Central Oregon water: is there a shortage?

Winter ends on March 19th and Central Oregon, like much of the Western US, remains in a drought.  (The median high point for snowpack is March 27th.) The outlook is grim enough that Deschutes, Jefferson, and Crook Counties have once again declared drought emergencies.  At the same time, local cities and municipal water system operators seem unconcerned. What’s going on?

Most local cities and municipal water systems have wells that extend deep into the aquifer.  The City of Bend can also use water from creeks they control.  The Deschutes aquifer is certainly dropping, but at the current rate it will be many years before municipal water might be impacted.  If or when is a matter of speculation, but a look around the west makes it clear that most water managers have been unprepared for shortages that have quickly developed.  The municipal, domestic, and agricultural water outlook in parts of many western states, including Southern Oregon, is simply depressing.

Locally, homes not connected to municipal systems use wells for domestic water, wells that typically do not extend as deep as municipal wells.  Reports of these wells going dry are widespread.  Drilling new wells is expensive and the waitlist extends for months. 

Of course, the most reported water shortages are for irrigators who are responsible for approximately 86% of local water consumption.  Due to the drought, all local irrigation districts are faced with reduced water deliveries, some more drastically than others.  Unfortunately, the irrigators who are most likely to use water to produce food in an economically viable manner are facing the harshest challenges.

Fish and wildlife, however, are the biggest losers in the drought.  They do not have wells to tap into groundwater and must rely on surface water.  Unfortunately, surface water is in short supply.  Local reservoirs and lakes are at a fraction of their normal levels for this time of year and once again are unlikely to fill.

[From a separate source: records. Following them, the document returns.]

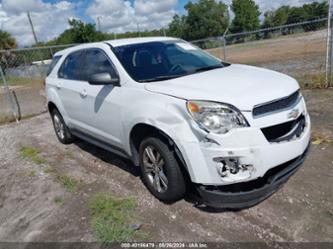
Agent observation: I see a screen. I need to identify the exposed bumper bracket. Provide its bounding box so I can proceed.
[197,144,310,209]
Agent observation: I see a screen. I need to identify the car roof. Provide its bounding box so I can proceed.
[55,37,179,56]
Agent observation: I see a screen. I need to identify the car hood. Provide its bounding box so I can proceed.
[145,64,299,111]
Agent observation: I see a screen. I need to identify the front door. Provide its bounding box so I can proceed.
[77,48,123,148]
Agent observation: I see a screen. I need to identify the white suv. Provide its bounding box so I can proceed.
[46,37,310,209]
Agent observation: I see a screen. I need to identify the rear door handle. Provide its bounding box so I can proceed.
[80,89,88,98]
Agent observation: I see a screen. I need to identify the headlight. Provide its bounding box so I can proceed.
[187,101,249,134]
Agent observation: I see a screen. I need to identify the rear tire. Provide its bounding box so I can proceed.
[51,109,74,144]
[139,137,186,202]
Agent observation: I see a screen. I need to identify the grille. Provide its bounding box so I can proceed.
[253,91,300,117]
[261,114,305,143]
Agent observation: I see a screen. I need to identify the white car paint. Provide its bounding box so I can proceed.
[46,38,310,186]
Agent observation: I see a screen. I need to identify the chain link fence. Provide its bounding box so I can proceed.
[0,45,72,123]
[192,18,327,87]
[0,18,332,123]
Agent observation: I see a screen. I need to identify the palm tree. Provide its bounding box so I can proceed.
[0,30,17,49]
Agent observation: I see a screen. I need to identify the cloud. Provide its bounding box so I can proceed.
[87,0,177,33]
[0,0,323,46]
[0,0,75,46]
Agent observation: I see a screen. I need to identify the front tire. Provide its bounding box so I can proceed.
[51,109,74,144]
[139,137,186,202]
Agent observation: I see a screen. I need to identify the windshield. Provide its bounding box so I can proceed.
[113,40,224,82]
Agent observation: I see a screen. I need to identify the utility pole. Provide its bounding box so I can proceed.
[325,0,333,87]
[27,11,38,44]
[97,17,102,32]
[136,23,141,37]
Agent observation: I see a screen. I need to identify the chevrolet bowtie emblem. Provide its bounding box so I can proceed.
[288,109,299,119]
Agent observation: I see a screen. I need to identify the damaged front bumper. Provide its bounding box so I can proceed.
[197,145,310,209]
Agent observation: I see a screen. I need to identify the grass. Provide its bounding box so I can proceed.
[57,174,82,192]
[43,165,56,174]
[89,194,143,242]
[20,147,45,164]
[53,196,64,206]
[6,76,43,86]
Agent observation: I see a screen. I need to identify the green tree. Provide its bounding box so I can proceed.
[48,19,110,45]
[263,6,290,28]
[0,30,17,49]
[231,0,260,33]
[168,15,186,38]
[303,1,328,19]
[169,0,229,40]
[287,7,309,24]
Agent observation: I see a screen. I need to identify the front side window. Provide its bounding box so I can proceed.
[46,55,61,76]
[83,49,117,81]
[113,40,225,82]
[58,51,84,80]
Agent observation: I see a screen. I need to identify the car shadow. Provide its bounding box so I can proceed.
[74,139,141,177]
[74,139,241,213]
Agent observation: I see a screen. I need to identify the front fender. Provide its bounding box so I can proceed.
[46,86,68,124]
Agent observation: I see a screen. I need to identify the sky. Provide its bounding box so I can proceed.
[0,0,322,46]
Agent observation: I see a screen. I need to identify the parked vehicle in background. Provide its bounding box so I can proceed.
[46,37,310,208]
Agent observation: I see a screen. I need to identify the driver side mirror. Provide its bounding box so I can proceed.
[89,73,120,86]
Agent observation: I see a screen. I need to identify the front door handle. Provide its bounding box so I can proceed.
[80,89,88,98]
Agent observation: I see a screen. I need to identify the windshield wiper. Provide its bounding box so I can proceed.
[139,75,184,83]
[195,64,224,73]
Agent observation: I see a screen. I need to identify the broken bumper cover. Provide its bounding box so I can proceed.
[197,145,310,209]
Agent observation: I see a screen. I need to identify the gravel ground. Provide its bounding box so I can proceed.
[0,90,333,242]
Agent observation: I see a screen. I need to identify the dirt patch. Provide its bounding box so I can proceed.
[208,30,327,84]
[0,90,333,242]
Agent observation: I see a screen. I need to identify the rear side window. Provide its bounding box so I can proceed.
[46,55,61,76]
[83,49,117,81]
[58,51,84,80]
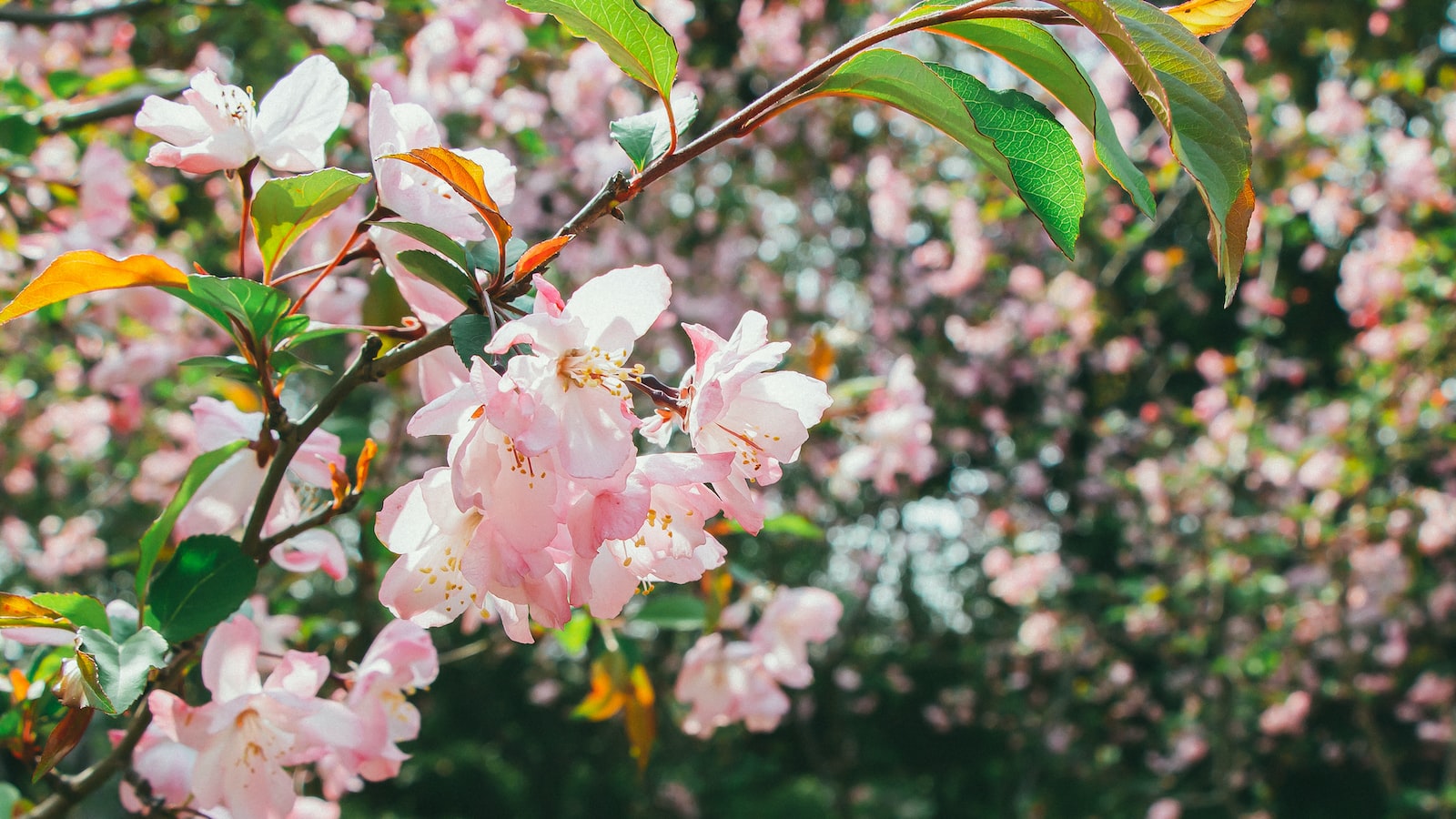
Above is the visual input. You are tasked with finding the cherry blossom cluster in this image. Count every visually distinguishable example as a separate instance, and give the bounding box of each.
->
[376,265,830,642]
[114,615,440,816]
[675,586,844,737]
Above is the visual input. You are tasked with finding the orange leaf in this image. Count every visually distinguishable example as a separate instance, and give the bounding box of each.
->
[380,147,511,248]
[626,666,657,771]
[1208,179,1254,308]
[1163,0,1254,36]
[572,660,628,723]
[0,250,187,324]
[354,439,379,491]
[0,592,76,631]
[515,233,575,281]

Even if we end the winter with an above average snowpack, local reservoirs and lakes will probably enter spring at the lowest levels ever.  This is because they started the winter at historically low levels, the ground is so dry that it will absorb a significant amount of water before it reaches the aquifer or is shed as runoff, and “normal” is not what it used to be.  “Normal” snowpack is the average of the past 30 years of snowfall, a period of frequent drought.  Even a normal snowpack this year will be low compared to a longer term average.

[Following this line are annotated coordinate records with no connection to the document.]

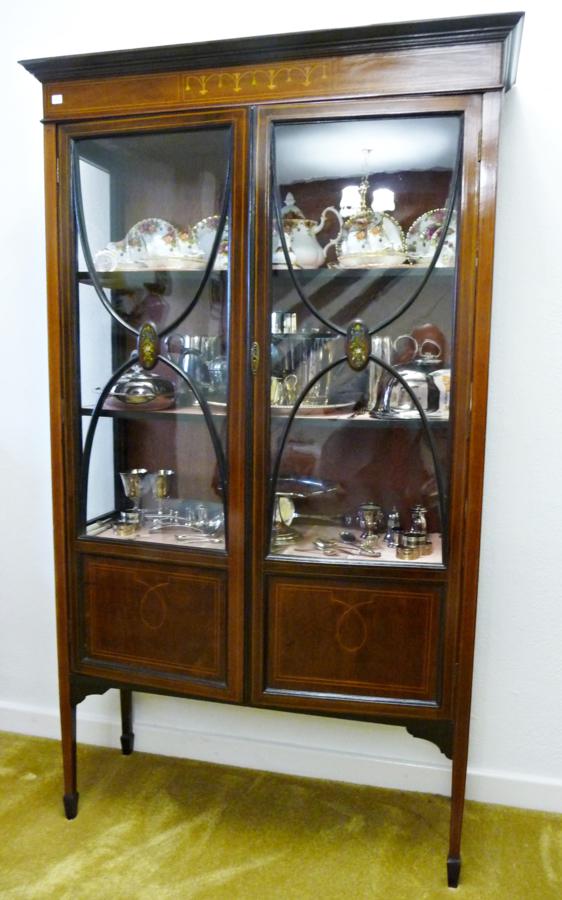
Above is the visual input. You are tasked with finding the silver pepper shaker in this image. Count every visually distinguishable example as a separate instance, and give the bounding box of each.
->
[383,506,400,547]
[410,504,427,534]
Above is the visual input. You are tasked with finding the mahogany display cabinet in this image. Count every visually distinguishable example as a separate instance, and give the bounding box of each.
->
[23,13,523,886]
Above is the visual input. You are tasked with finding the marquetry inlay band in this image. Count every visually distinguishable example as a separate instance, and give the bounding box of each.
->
[184,60,331,97]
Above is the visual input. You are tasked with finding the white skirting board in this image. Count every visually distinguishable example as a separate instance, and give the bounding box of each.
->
[0,702,562,813]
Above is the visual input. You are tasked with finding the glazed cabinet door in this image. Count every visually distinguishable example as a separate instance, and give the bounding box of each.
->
[60,111,247,699]
[253,97,480,717]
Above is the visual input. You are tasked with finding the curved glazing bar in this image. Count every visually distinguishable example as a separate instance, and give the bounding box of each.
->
[161,149,232,337]
[271,118,463,335]
[369,130,462,335]
[268,354,448,558]
[80,357,138,528]
[80,355,228,532]
[71,132,232,336]
[271,130,346,336]
[71,141,139,334]
[158,356,228,506]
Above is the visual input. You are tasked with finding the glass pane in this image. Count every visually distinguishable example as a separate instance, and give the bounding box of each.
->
[74,127,231,551]
[270,116,461,565]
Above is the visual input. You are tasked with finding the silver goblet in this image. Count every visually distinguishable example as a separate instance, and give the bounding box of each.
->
[119,469,148,513]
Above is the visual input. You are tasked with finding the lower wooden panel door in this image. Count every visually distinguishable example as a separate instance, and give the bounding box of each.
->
[78,557,229,692]
[261,576,444,708]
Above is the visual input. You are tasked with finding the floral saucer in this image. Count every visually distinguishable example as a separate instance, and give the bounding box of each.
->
[94,218,205,272]
[406,208,457,268]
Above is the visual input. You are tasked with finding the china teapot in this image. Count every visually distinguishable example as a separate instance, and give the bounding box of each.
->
[281,193,342,269]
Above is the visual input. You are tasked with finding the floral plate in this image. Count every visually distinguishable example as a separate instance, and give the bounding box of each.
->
[406,208,457,268]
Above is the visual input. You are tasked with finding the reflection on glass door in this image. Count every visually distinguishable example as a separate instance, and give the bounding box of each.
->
[73,126,231,551]
[270,115,461,565]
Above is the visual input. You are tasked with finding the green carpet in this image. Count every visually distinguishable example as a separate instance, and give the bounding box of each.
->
[0,734,562,900]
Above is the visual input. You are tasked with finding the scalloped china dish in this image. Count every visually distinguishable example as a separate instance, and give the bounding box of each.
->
[406,208,457,268]
[94,216,228,272]
[337,210,406,268]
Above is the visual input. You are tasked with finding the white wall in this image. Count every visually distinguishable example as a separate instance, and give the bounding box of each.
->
[0,0,562,810]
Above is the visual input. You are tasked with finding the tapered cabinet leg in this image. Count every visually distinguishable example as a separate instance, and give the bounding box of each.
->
[447,721,468,887]
[120,688,135,756]
[61,700,78,819]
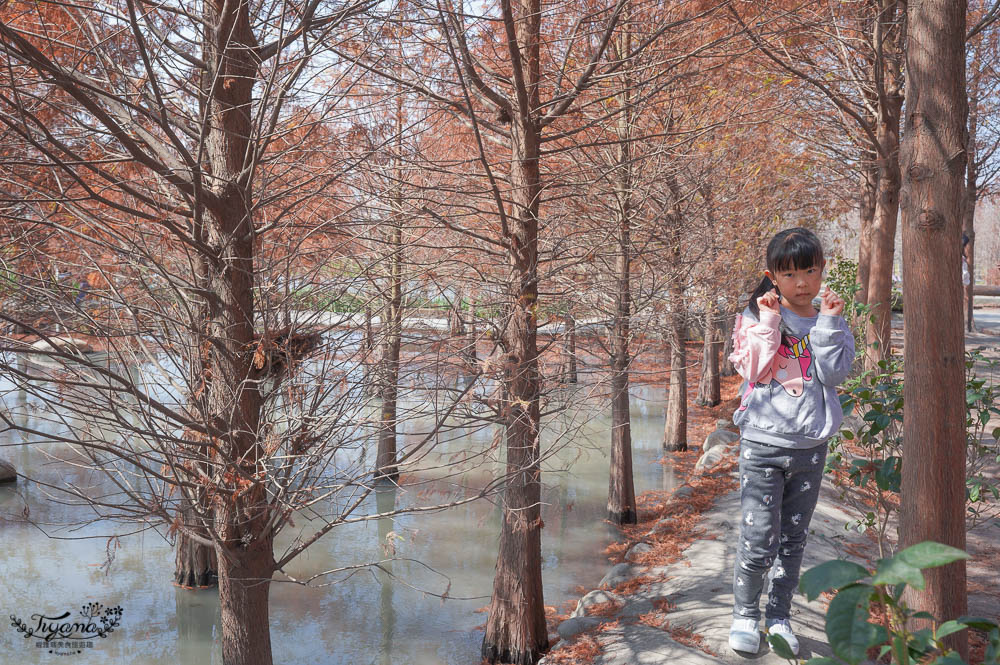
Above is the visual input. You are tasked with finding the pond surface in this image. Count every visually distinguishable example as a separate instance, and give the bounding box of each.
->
[0,358,675,665]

Rivers are in equally terrible shape.  On Feb 26th, flows in the Crooked River where it meets Lake Billy Chinook are 35% below normal.  This is after the river was essentially dewatered below the City of Prineville the past two summers and reduced to only 10 CFS below Prineville Reservoir last fall.  Flows in the Deschutes River where it meets Lake Billy Chinook are 48% below normal.  Even flows in the Metolius River, the river that remains closest to a natural state, are 17% below normal where it meets Lake Billy Chinook.

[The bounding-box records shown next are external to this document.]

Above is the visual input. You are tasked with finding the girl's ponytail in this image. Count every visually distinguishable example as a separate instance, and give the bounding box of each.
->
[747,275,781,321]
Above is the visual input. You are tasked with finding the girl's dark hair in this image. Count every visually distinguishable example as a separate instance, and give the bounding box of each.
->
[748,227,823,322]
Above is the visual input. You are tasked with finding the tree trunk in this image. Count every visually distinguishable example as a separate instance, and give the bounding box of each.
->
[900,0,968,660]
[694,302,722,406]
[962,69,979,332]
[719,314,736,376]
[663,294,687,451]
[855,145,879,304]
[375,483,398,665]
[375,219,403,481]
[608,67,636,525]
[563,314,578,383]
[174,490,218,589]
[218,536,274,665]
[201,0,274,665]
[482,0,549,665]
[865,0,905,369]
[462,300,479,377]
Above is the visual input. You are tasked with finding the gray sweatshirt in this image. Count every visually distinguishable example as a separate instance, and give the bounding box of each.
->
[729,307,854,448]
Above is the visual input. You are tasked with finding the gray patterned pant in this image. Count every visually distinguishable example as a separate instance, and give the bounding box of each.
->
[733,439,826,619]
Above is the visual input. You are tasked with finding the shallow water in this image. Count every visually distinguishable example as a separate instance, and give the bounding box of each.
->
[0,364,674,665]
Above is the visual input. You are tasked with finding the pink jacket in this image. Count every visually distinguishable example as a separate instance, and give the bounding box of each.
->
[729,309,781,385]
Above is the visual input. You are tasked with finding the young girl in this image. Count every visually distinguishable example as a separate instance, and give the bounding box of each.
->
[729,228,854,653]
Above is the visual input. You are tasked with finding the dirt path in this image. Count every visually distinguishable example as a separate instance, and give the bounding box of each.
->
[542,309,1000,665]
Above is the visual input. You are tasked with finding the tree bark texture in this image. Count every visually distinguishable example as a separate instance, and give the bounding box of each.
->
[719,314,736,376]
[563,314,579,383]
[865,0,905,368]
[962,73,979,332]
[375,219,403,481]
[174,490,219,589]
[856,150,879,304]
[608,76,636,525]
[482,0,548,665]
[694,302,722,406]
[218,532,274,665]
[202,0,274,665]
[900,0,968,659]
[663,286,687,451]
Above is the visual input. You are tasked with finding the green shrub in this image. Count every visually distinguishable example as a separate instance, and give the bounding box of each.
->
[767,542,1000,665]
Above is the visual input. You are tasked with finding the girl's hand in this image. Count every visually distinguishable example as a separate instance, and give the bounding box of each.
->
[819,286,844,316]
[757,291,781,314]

Perhaps you will be satisfied if the water continues to flow out of your faucet when you turn it on.  Most of us in Central Oregon, however, are here for the outdoor lifestyle.  Agriculture is an important economic driver in some parts of Central Oregon, but the dominant regional economic engine is the outdoor lifestyle economy.  Mountains, forests, rivers, reservoirs, lakes, and the fish and wildlife that inhabit them are what brought us here.  This is where the water crisis is most acute.  This crisis must be addressed, or the communities of Central Oregon will become former high desert boom towns that have lost the qualities that made them attractive places to live.

A heating planet is a global problem but there are things that can be done locally to help.  So far, however, our political leaders have failed to rise to the challenge.